Global Viral Forecasting Initiative Researchers: (L to R) Matt LeBreton, Karen Saylors, Dr. Brian Pike, and Nathan Wolfe.

soundoff (7 Responses)
  1. Maria

    Dear Dr. Pike,
    I wish to express my appreciation to all GVFI team members. I think the GVFI research projects are crucial to understand the origin and evolution of deadly viruses. Importantly, HIV-2 virus, is highly concentrated in West Africa, so you have rich ground to dig in; and I wish your team all success. Thanks for the post.

    December 10, 2008 at 2:25 pm |
  2. Julie San Diego, CA

    Brian, sorry to be so wordy. I was going to mention that I know a woman that works in the New York state prison system as a nurse. She's worked with HIV patients for many years. She has found two cases of women infected with the virus who display no symptoms (clean bloodwork levels) after several years of monitoring and testing.

    They appear to have a natural immunity to the effects of the virus.

    She has reported this to the scientific community, but to her knowledge, there has been no follow up.

    December 10, 2008 at 1:45 pm |
  3. Julie San Diego, CA


    Congratulations to devoting your life to working to solve a medical mystery that has been confounding the best efforts of our brightest medical professionals for a quarter of a century.

    My old boyfriend studied the AIDS virus in the late '80's. He gave up and went on to working on things like Viagra and such. It is one of the most evolved viruses – the fact that the virus often makes mistakes when replicating itself in it's human host has actually been an evolutionary advantage for it, making it somewhat impervious to a vaccine – you can't shoot at a moving target, it is changing and evolving faster than medicine can keep up.

    If it ever evolves to the point where it can survive in an oxygenated environment (it is currently anaerobic now and dies in air), we will all be in trouble because it could be as contagious as the common cold.

    For those who are interested, there is a great report entitled "HIV 25 years later: Is a Cure Possible?" in the November 2008 edition of the magazine Scientific American.

    My question to you Brian: The virus takes root so deeply in its human host that it is almost completely impossible to eradicate, making a "cure" unlikely. HIV does it's damage by turning the body's immune system against itself. Instead of trying to kill the virus, what if we found a way to trick the body into allowing the virus to live peacefully in it – much the same way many of us harbor the viruses that cause cold sores and mononucleuosis for the rest of our lives without major bodily damage?

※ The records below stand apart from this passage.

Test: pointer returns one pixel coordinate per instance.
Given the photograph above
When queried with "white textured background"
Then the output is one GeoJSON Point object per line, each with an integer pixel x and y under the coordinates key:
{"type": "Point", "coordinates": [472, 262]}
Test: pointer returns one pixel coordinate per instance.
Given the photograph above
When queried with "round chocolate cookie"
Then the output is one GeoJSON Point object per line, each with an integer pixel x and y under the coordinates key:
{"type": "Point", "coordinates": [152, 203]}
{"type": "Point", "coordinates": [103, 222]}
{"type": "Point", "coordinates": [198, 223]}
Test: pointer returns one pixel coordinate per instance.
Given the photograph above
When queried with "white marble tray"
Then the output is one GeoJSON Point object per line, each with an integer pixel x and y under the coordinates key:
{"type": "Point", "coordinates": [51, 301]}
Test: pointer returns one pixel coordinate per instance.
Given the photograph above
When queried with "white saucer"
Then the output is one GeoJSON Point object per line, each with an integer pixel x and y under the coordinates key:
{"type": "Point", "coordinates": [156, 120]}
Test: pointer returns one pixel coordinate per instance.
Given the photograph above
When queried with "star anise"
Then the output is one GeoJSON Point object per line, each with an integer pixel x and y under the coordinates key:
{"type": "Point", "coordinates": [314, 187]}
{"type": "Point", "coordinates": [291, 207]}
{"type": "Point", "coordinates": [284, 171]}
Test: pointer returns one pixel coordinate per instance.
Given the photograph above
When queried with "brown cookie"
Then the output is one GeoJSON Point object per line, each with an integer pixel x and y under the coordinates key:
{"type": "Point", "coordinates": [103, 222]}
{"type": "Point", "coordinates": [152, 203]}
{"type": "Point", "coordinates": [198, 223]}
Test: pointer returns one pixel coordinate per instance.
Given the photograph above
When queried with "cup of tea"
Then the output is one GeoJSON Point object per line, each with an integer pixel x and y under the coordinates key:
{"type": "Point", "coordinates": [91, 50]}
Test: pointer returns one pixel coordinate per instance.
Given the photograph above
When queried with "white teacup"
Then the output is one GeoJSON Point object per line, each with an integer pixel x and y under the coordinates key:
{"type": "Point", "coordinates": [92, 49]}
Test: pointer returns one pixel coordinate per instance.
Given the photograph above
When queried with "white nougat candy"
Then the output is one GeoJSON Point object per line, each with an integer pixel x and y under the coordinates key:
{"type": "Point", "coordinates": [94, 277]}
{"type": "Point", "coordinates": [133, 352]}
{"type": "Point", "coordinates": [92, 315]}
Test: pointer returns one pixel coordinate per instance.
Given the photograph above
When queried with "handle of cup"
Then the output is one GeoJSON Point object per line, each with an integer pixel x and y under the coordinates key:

    I think we're taking the wrong approach. We can't kill it. Let's find a way to have the body accept the virus without the damaging (and eventually fatal) immune response.

    You may be interested in exploring the

    December 10, 2008 at 1:36 pm |
  4. Annie Kate

    The next HIV – would that include hemorrhagic diseases like Ebola? I hope for all our sakes that you do find the next HIV and stop it before it kills too. Good luck in your search and thank you for your dedication to this.

    December 10, 2008 at 1:29 pm |
  5. JoeDuck

    Thank you for your extraordinary effort and to CNN for bringing this kind of news to the table. Global health is the number one "news item" in the world as it affects every human alive, yet it gets so little coverage compared to celebrity news.

    December 10, 2008 at 12:54 pm |
  6. Cindy

    HIV is a horrible disease for anyone to have but it is worse to me seeing a child have to deal with it. I hope that your work enables you to help these children , possibly find a cure and to stop any other pandemic from happening.


    December 10, 2008 at 12:50 pm |
  7. Joanne, Solvay, NY

    I understand that measure can be taken invitro to correct the HIV status of a fetus, carried by a woman affected by HIV. Is this a factor in your current research?